Sentence Tokenization

斷句工具。

Return a sentence-tokenized copy of text, using NLTK’s recommended sentence tokenizer (currently PunktSentenceTokenizer for the specified language).

參數有兩個:

  • text – text to split into sentences
  • language – the model name in the Punkt corpus (default: English)
1
2
3
4
5
6
from nltk.tokenize import sent_tokenize
text = "Mayday evolved from So Band in 1995 while the members were studying in The Affiliated Senior High School of National Taiwan Normal University. They were later joined by Masa and Stone, who were attending the same school."
sent_tokenize_list = sent_tokenize(text)
sent_tokenize_list

結果就是將句子斷開來,回傳一個 list :

['Mayday evolved from So Band in 1995 while the members were studying in The Affiliated Senior High School of National Taiwan Normal University.', 'They were later joined by Masa and Stone, who were attending the same school.']

Word Tokenization and POS Tagging

word_tokenize() 除了斷詞還可以順便標註詞性。

1
2
3
import nltk
text = nltk.word_tokenize("Mayday won the Golden Melody Award for Best Band in 2001, 2004, 2009 and 2012.")

NLTK 這套 word_tokenize() 是採用 Penn Treebank POS Tags,這是標注之後的結果:

[('Mayday', 'NNP'), ('won', 'VBD'), ('the', 'DT'), ('Golden', 'NNP'), ('Melody', 'NNP'), ('Award', 'NNP'), ('for', 'IN'), ('Best', 'NNP'), ('Band', 'NNP'), ('in', 'IN'), ('2001', 'CD'), (',', ','), ('2004', 'CD'), (',', ','), ('2009', 'CD'), ('and', 'CC'), ('2012', 'CD'), ('.', '.')]

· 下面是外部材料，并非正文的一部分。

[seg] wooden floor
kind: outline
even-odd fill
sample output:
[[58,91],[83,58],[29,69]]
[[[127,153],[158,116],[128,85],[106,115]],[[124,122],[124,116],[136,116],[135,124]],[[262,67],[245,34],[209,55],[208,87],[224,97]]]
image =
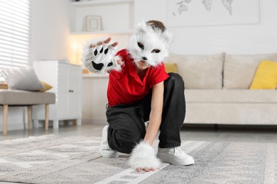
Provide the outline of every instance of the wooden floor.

想要速查 tag 的意思,比如我想知道 “JJ” 代表什麼,可以這樣寫:

1
nltk.help.upenn_tagset('JJ')

會提供一段簡述和簡單的例子:

adjective or numeral, ordinal, third ill-mannered pre-war regrettable oiled calamitous first separable, ectoplasmic battery-powered participatory fourth still-to-be-named, multilingual multi-disciplinary .

Lemmztization

1
2
3
4
from nltk.stem import WordNetLemmatizer
wordnet_lemmatizer = WordNetLemmatizer()
wordnet_lemmatizer.lemmatize('dogs', pos='n')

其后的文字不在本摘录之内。